THE PURE GROUND-GLASS NODULES GROUP
Univariate analysis of pure ground-glass nodules
Among CT findings, statistical differences between pre-invasive lesion and IPA were found in the VGGN, the border (lobulation), pleural indentation and the amount of blood vessels through the GGNs (p < 0.05). Statistical differences between the two groups were not found in other CT morphological features (bubble-like lucency, spiculation, air bronchogram) (p ≥ 0.05) (Tables 1 and 2).
Table 1.
CT findings of pre-invasive lesion and invasive pulmonary adenocarcinoma (IPA) in pure-ground-glass nodules (GGNs)
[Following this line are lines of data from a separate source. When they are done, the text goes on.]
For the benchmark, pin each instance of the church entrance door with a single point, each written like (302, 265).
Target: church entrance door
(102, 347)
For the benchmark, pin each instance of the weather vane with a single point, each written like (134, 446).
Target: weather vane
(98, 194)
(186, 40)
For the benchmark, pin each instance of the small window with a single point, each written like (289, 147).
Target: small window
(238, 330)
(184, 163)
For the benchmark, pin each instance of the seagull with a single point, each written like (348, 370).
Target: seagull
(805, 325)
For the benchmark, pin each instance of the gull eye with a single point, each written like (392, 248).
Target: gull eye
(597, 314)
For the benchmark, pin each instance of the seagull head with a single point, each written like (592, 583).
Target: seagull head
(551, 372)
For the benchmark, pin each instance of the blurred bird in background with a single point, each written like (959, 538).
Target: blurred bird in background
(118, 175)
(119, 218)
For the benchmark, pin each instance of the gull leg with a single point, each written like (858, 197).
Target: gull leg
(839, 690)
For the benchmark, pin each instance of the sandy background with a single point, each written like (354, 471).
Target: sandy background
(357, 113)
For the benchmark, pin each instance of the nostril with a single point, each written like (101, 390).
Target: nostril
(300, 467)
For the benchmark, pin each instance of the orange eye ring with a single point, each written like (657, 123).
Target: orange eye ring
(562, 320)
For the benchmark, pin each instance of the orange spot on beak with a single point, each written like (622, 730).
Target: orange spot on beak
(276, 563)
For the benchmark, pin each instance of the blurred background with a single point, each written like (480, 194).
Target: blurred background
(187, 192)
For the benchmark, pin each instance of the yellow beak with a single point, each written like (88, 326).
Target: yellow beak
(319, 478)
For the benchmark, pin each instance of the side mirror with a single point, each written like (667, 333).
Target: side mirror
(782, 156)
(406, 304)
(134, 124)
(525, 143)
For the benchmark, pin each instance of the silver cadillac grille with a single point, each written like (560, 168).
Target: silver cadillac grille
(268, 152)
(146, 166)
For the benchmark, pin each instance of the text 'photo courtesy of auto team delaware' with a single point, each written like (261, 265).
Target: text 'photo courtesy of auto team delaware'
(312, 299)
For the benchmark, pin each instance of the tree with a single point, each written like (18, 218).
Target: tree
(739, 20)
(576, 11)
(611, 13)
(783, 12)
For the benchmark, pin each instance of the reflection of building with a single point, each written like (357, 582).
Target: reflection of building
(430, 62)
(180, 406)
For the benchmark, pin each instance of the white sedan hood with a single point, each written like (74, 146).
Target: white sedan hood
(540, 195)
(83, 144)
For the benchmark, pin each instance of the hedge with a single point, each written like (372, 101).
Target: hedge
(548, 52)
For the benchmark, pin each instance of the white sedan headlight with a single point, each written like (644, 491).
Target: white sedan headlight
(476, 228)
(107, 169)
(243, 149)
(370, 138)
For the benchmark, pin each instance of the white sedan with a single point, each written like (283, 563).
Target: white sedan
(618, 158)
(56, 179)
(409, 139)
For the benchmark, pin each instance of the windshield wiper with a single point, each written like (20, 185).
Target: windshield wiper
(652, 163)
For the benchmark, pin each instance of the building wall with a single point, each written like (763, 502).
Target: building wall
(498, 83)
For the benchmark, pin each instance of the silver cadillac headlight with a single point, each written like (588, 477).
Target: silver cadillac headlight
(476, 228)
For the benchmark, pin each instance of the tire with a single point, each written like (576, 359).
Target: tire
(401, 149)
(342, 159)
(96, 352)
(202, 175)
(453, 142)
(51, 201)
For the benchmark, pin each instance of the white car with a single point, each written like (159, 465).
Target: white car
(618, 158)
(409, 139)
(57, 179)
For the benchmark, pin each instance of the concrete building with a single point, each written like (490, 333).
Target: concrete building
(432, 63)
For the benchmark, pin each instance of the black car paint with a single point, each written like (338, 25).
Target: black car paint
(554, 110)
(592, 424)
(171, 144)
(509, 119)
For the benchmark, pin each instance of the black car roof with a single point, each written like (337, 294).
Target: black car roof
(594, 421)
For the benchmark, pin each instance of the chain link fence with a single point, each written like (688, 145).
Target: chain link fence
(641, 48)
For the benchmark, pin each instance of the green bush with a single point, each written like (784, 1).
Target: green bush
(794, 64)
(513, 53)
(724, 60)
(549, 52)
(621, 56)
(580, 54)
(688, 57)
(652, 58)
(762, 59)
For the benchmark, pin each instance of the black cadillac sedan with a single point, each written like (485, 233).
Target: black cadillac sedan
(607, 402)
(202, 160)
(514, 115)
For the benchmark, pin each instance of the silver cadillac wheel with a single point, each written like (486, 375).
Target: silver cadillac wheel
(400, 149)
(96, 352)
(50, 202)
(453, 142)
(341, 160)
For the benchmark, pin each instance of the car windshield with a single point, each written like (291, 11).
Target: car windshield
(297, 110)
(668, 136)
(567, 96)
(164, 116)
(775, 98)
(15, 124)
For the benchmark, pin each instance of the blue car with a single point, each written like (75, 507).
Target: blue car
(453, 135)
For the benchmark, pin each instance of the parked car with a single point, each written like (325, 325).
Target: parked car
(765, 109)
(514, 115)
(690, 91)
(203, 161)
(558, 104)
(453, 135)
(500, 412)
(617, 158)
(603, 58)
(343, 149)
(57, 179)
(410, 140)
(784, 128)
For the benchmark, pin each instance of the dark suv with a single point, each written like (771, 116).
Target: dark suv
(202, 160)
| Feature | Pre-invasive lesion (n = 56) | IPA (n = 18) | p-value |
|---|---|---|---|
| VGGN (cm3) | 1.31 ± 1.43 | 2.81 ± 2.17 | 0.002a |
| Lobulated (±) | 22/34 | 14/4 | 0.004a |
| Spiculated (±) | 7/49 | 2/16 | 1.0 |
| Bubble-like lucency (±) | 15/41 | 7/11 | 0.328 |
| Air bronchogram (±) | 14/42 | 7/11 | 0.256 |
| Pleural indentation (±) | 13/43 | 9/9 | 0.031a |
VGGN, volume of GGNs.
Quantitative variables are expressed as the means ± standard deviation. Categorical variables are expressed as numbers.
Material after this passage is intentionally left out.